Austin, le mardi 15 mars 2022 – Les autorités du Texas veulent interdire les traitements hormonaux des adolescents transsexuels, relançant le débat sur la transidentité outre-Atlantique.
C’est un des éléments de la « bataille culturelle » qui oppose républicains et démocrates depuis plusieurs décennies et qui creuse toujours un peu plus le fossé entre l’Amérique profonde et les « progressistes ». Depuis plusieurs années, les Américains s’écharpent sur la manière de considérer les transsexuels alors que la transidentité semble, même si des chiffres précis sont difficiles à obtenir, un phénomène de plus en plus fréquent, notamment chez les jeunes. D’un côté les démocrates progressistes, qui souhaitent l’inclusion la plus totale des transsexuels et voient dans le changement de sexe un nouveau droit fondamental, de l’autre les républicains conservateurs qui voient dans la transidentité une atteinte au mode de vie américain et chrétien.
Polémique politique et bataille judiciaire
Si ces dernières années, le débat a pu se centrer sur la question assez anecdotique des toilettes sexuées, la problématique des traitements hormonaux administrés aux enfants et adolescents souffrants d’une dysphorie de genre est autrement plus épineuse. Dans l’Etat très conservateur du Texas, le gouverneur républicain Gregg Abbot a demandé à son administration, par un courrier officiel en date du 22 février, de mener une enquête sur tous les médecins et établissements de santé délivrant des traitements bloqueurs de puberté aux adolescents transgenres, ainsi sur que les familles de ces enfants. En conséquence, l’hôpital pédiatrique de Houston a annoncé « faire une pause » dans la prise en charge des adolescents transgenres « pour protéger les professionnels de santé et les familles d’éventuels poursuites criminelles ».
Une véritable chasse aux sorcières qui a créé la polémique au Texas et au-delà dans l’ensemble des Etats-Unis. Le Président des Etats-Unis a ainsi dénoncé les « actions discriminatoires » des autorités texanes qui « mettent la vie des enfants en danger ». Comme souvent en Amérique, la polémique politique se double d’une bataille judiciaire. Des familles qui ont fait l’objet d’une enquête par les services de protection de l’enfance ont saisi la justice. Vendredi dernier, un juge d’Austin, la capitale du Texas, a suspendu la directive du gouverneur, estimant qu’il n’avait pas le pouvoir d’enquête sur des traitements qui ne sont pas interdits par la loi.

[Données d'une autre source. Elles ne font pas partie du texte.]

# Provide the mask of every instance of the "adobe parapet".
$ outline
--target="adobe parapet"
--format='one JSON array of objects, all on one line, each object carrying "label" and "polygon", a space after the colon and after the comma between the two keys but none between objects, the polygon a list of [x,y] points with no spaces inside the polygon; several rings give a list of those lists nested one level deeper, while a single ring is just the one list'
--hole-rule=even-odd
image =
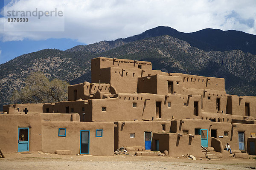
[{"label": "adobe parapet", "polygon": [[101,68],[108,67],[152,70],[151,62],[131,60],[98,57],[91,60],[92,82],[98,82]]},{"label": "adobe parapet", "polygon": [[169,75],[180,76],[180,85],[184,88],[211,89],[225,91],[225,79],[210,77],[182,73],[169,73]]}]

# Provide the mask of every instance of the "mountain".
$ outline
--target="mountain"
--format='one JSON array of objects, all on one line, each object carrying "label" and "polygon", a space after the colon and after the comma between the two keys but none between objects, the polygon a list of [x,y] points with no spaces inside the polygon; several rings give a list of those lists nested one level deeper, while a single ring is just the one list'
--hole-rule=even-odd
[{"label": "mountain", "polygon": [[[170,31],[162,32],[162,29]],[[79,45],[66,51],[45,49],[21,55],[0,65],[2,71],[0,72],[0,105],[10,103],[9,98],[13,90],[21,88],[25,79],[33,71],[41,71],[50,79],[57,77],[71,84],[90,82],[90,59],[99,57],[149,61],[152,62],[154,69],[163,71],[223,77],[225,78],[225,88],[228,94],[256,96],[255,55],[237,49],[224,51],[219,48],[217,51],[207,50],[191,44],[218,48],[217,42],[212,42],[212,45],[209,45],[206,40],[202,40],[204,38],[198,38],[204,37],[199,33],[200,31],[213,31],[216,30],[207,29],[195,33],[183,33],[170,28],[158,27],[125,39]],[[219,31],[214,32],[218,31],[220,34],[230,32]],[[173,32],[173,36],[164,34],[166,31],[170,34]],[[238,40],[241,36],[241,33],[247,35],[244,39],[249,42],[253,42],[256,37],[232,31],[235,34],[233,37]],[[190,40],[195,40],[192,43],[189,43],[189,40],[186,41],[174,37],[179,34],[193,34],[198,38],[190,36],[192,37]],[[159,35],[160,34],[164,35]],[[212,35],[221,37],[218,34]],[[243,37],[241,36],[239,40]],[[251,37],[249,40],[248,37]],[[239,41],[233,42],[242,44],[239,44]],[[198,42],[201,43],[196,42]],[[250,42],[250,45],[253,44]],[[235,48],[232,44],[228,43],[227,48]],[[253,51],[256,47],[248,49]],[[0,109],[2,108],[0,105]]]},{"label": "mountain", "polygon": [[122,45],[125,43],[167,35],[188,42],[191,46],[207,51],[240,50],[245,53],[256,54],[256,36],[244,32],[207,28],[189,33],[181,32],[169,27],[158,26],[138,35],[115,41],[103,41],[87,45],[78,45],[67,51],[83,51],[91,52],[103,52]]}]

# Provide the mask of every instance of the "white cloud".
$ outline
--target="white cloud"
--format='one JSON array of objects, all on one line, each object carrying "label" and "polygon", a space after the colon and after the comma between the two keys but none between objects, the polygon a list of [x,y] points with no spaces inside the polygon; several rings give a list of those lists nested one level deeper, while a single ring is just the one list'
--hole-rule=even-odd
[{"label": "white cloud", "polygon": [[[48,2],[47,2],[48,1]],[[255,0],[15,1],[16,8],[64,8],[64,32],[4,32],[3,41],[67,38],[88,44],[140,34],[159,26],[189,32],[207,28],[256,34]],[[41,2],[44,2],[41,3]],[[0,20],[3,24],[3,20]],[[1,24],[3,25],[3,24]]]}]

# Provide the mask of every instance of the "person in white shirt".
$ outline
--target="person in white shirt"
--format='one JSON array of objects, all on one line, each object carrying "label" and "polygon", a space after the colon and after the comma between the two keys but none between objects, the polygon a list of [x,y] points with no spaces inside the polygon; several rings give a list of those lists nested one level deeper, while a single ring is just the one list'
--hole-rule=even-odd
[{"label": "person in white shirt", "polygon": [[228,151],[228,150],[230,150],[230,153],[232,153],[232,151],[231,151],[231,149],[230,149],[230,146],[229,145],[229,143],[227,143],[227,144],[226,145],[226,146],[225,146],[225,149],[224,149],[225,150],[227,150]]}]

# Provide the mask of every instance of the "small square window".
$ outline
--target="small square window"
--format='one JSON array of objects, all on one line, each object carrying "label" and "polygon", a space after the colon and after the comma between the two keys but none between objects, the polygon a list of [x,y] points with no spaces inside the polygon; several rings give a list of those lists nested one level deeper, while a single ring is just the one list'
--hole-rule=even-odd
[{"label": "small square window", "polygon": [[162,125],[162,129],[163,130],[165,130],[165,124]]},{"label": "small square window", "polygon": [[130,138],[135,138],[135,133],[130,133]]},{"label": "small square window", "polygon": [[183,133],[189,134],[189,130],[182,130]]},{"label": "small square window", "polygon": [[96,137],[102,137],[102,130],[96,129]]},{"label": "small square window", "polygon": [[132,107],[136,108],[137,107],[137,103],[132,103]]},{"label": "small square window", "polygon": [[58,136],[66,137],[66,128],[59,128]]}]

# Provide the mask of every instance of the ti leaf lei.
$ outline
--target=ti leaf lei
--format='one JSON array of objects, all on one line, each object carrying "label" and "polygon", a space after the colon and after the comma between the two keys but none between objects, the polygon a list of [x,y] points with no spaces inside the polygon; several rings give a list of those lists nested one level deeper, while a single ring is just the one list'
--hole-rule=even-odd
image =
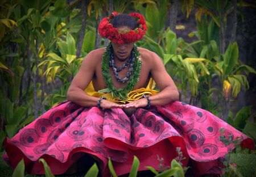
[{"label": "ti leaf lei", "polygon": [[139,59],[139,56],[141,55],[141,53],[138,50],[137,47],[134,45],[134,50],[135,60],[134,61],[131,75],[130,77],[130,79],[127,81],[126,86],[121,88],[116,88],[114,86],[112,78],[109,73],[109,58],[112,47],[112,44],[110,43],[109,45],[108,45],[104,54],[103,54],[101,63],[102,75],[107,88],[102,89],[99,91],[99,92],[111,92],[113,97],[125,100],[127,94],[133,90],[136,83],[139,81],[141,69],[141,61]]}]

Mais le ministre de la justice du Texas a annoncé sa volonté de faire appel de sa décision et de saisir la Cour Suprême du Texas.
Ne pas céder aux sirènes du militantisme
Si la décision brutale du gouverneur du Texas est sans doute condamnable, le fait d’offrir des traitements de transition sexuelle, y compris chirurgicaux, à des enfants et des adolescents, est discuté. Sans vouloir nier la détresse de ces jeunes hommes et femmes qui se sentent bloqués dans un sexe qui n’est pas le leur, on peut douter de la capacité d’enfants de 12 ans à consentir à des traitements lourds et parfois irréversibles.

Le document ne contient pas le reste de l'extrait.